What does it mean to be a trainee?
The experience on Lettie G Howard is unique in that the participants are not merely along for a sailboat ride. Our program is grounded in experiential learning, and we truly believe this yields the greatest results in building confidence, self-reliance, and interpersonal skills. The minute you step aboard Lettie, you become crew-in-training, which means you will be involved in everything from setting sail, standing lookout, basic engineering, steering and navigating, to cooking, cleaning, and caring for the ship. This immersive experience allows trainees to feel ownership and responsibility for something much larger than themselves, and the skills they go home with at the end of the week will serve them both on and off the water.

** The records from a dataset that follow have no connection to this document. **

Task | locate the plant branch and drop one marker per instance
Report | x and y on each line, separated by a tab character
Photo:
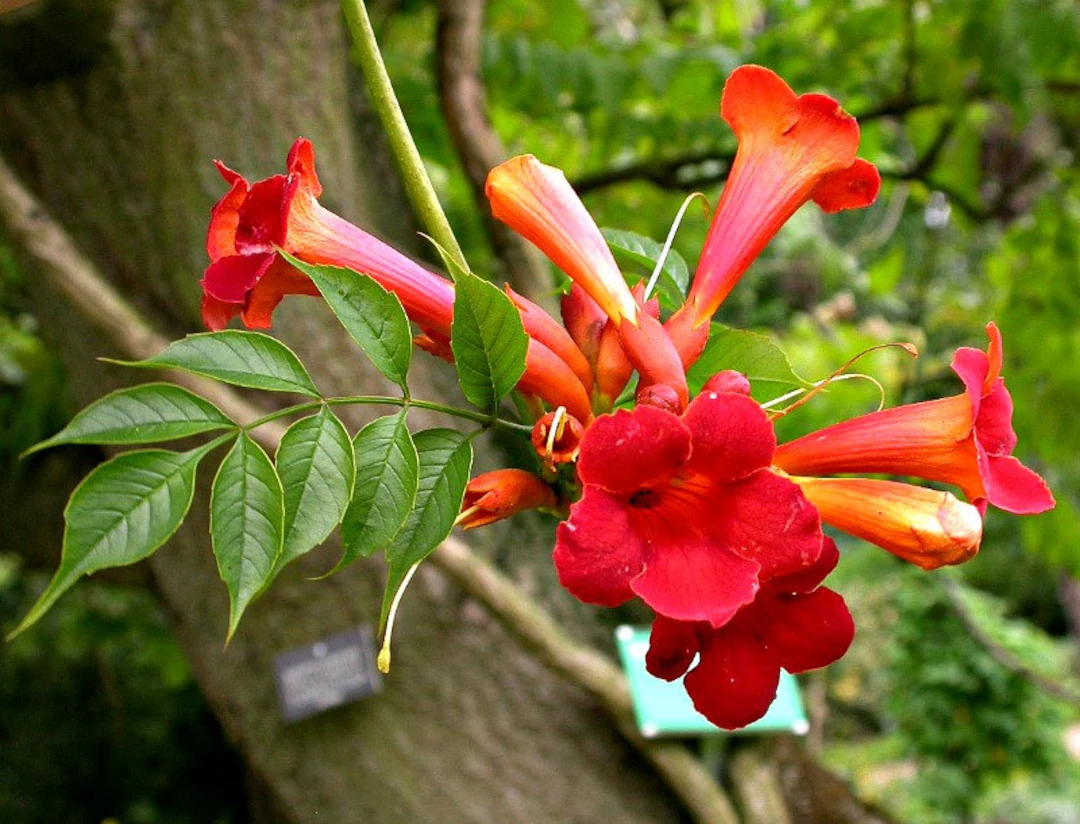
463	99
68	271
418	186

What if I don’t know how to sail?
No experience needed! Even the most seasoned captain was a novice once, and the best way to learn is by doing. Professional crew members will be there to help trainees learn everything they need to know throughout their time aboard.
Where will we sleep?
Each trainee will get his or her own bunk, with a curtain, reading light, and small shelf to store gear. Bring a sleeping bag and pillow case.
What are the bathrooms like?
Lettie has bathrooms or “heads” each equipped with a flushing marine toilet. While we don’t have a shower aboard, we keep clean with soap, bucket showers, and the occasional swim call.
What are the meals like?
A valued member of the Lettie G. Howard crew is an experienced chef, with many years of experience both sailing and cooking on boats. The crew and trainees eat delicious, freshly prepared meals together on deck, and all lend a hand in cleaning up afterward.
What about allergies or dietary restrictions?
Please let us know in advance (where it is indicated on the medical release forms) if you have any allergies or dietary restrictions, and we will accommodate you.
What happens if I get seasick?
If you are susceptible to motion sickness you may bring along motion sickness medication that is prescribed to you. Typically, symptoms of seasickness tend to cure themselves after a day or two at sea.
Who works aboard Lettie?
Lettie operates with a United States Coast Guard licensed captain and one licensed mate, in addition to an engineer and two deckhands. Many of Lettie’s professional crew members started out by attending sail training programs like this one, and have since gained experience and moved up the ranks to become professional mariners. The crew members are experienced educators who are eager to share their skills and are passionate about teaching the tradition of tall ship sailing.
Is it safe?
As professional mariners, safety is of utmost importance to us. Lettie is a U.S. Coast Guard inspected sub-chapter R Sailing School Vessel, and meets all safety regulations designated by the Coast Guard. On board we have two 25-person life rafts, 41 PFD’s (personal flotation devices), a complete shipboard fire fighting system, and safety harnesses, as well as the latest model high-definition radar and navigation electronics. Before leaving the dock, the professional crew will address the students about what to do in the event of an emergency, and shortly after the ship gets underway we will perform emergency drills.
Each crew member has been issued a background check and pre-employment drug screen prior to being hired on Lettie.